September 2017 Ministry Update

I am trying something new. In the beginning, I wrote that I wanted to have this blog be something different than my newsletter. Since I now have a Facebook page, a WordPress site, and a newsletter, I am going to have each be different. This is going to be about insights and learnings, more like a blog. My Facebook page will be more about the ministry as a whole. My newsletter will be a combination: both pieces in the same location.

I recently returned from a men’s weekend retreat on the Oregon Coast. The speaker spoke about life verses and challenging verses from the Bible. The speaker’s challenging verse was John 21:20. My verse is Matthew 28:19. John 21:20 is where Jesus says, “As my father sent me, I send you.” Matthew 28:19 is where Jesus says, “Go and make disciples of all nations.” I feel challenged towards Matt 28:19, because the verse is not about calling, it is a command to go and make disciples.

In high school I felt called to mission, but I did not really known what form of ministry I was being called to. I am now joining a team in second poorest nation in Western Hemisphere, during my four years after high school at university, my calling became clearer as I spoke to missionaries about it.

During the weekend the church group that I spent my weekend with felt challenged towards how to respond to poverty. In Newberg, there is poverty, but I have done almost nothing to help in the short-term or the long-term (besides tithing to my home church that supports local ministries with the passed around offering collection bowls). During our last evening campfire, one of the gentlemen asked what do we do when we see a man with a sign on the street. We all shared stories ranging from giving money while verbally saying “in the name of Jesus Christ”, to times we may have felt burned, to providing love instead of money, and a few extreme instances. We were not sure which of these responses were the most correct, but felt where some were wrong (ignoring people with signs, treating them as invisible).

During this campfire talk,  my memory went to my Juniors Abroad 21-day trip to South Africa, specifically my time in SOWETO. The government there tried to create solutions to get men out of poverty, but those plans were not fully thought through. My memory then went to my week in Nicaragua with ITeams Masatepe last October. There is a Pastors Association in Masatepe and they noticed the alcoholic men in the community getting drunk and passing out on the corners at night and remaining while people left for work in the daybreak of morning. The pastors wanted to do something long-term, but did not have the means. Once ITeams Masatepe was beginning to gain trust and influence, the pastors approached the team leaders about brainstorming solutions. The compassion was there, but giving money would not have helped. Unemployment is at 50%, and jobs are hard to come by. The creation of hog farm and chicken farm on the property of an alcohol rehab center was decided would help the most of the alcoholics.

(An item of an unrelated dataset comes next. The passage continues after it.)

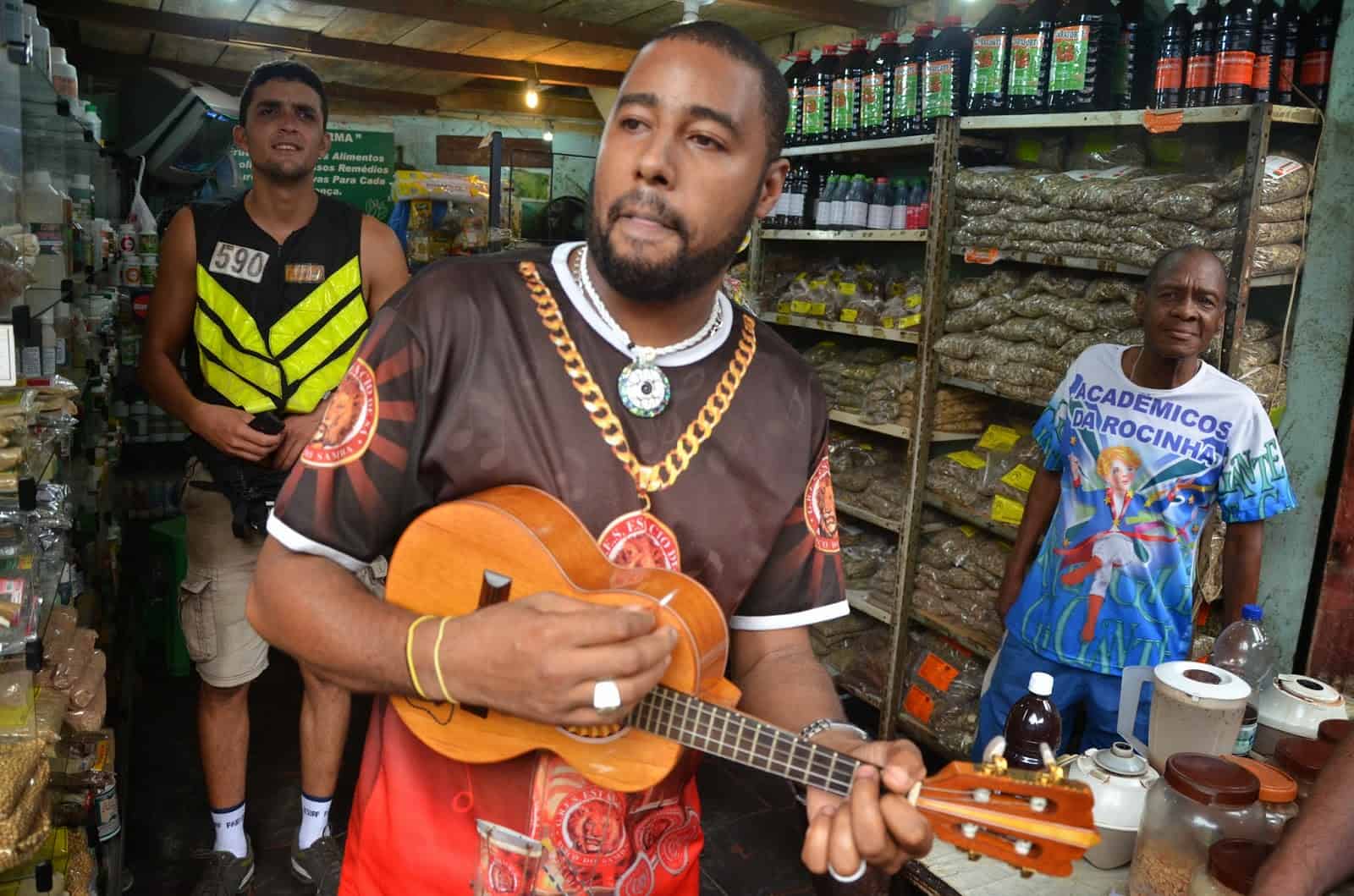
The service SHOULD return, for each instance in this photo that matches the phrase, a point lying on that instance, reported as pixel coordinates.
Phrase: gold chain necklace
(647, 476)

These memories seemed to flow freely to me, I did not go searching for them. This two-year ministry may teach me more about how to care for the impoverished. Thinking of long-term solutions and to show that the ones that feel invisible know that they are seen and heard. I shared this with those around the campfire and they appreciated my input of how we tend to look for how to help the person with the sign in the moment (or ignore them) and we almost never followup with them. We help them out for an hour or a day, but most likely not longer than that. This is why I am excited to work with ITeams in Masatepe to learn about how to take care of someone in poverty for more than just in the moment and keep those lessons with me as I continue to serve in Masatepe and where God sends me next.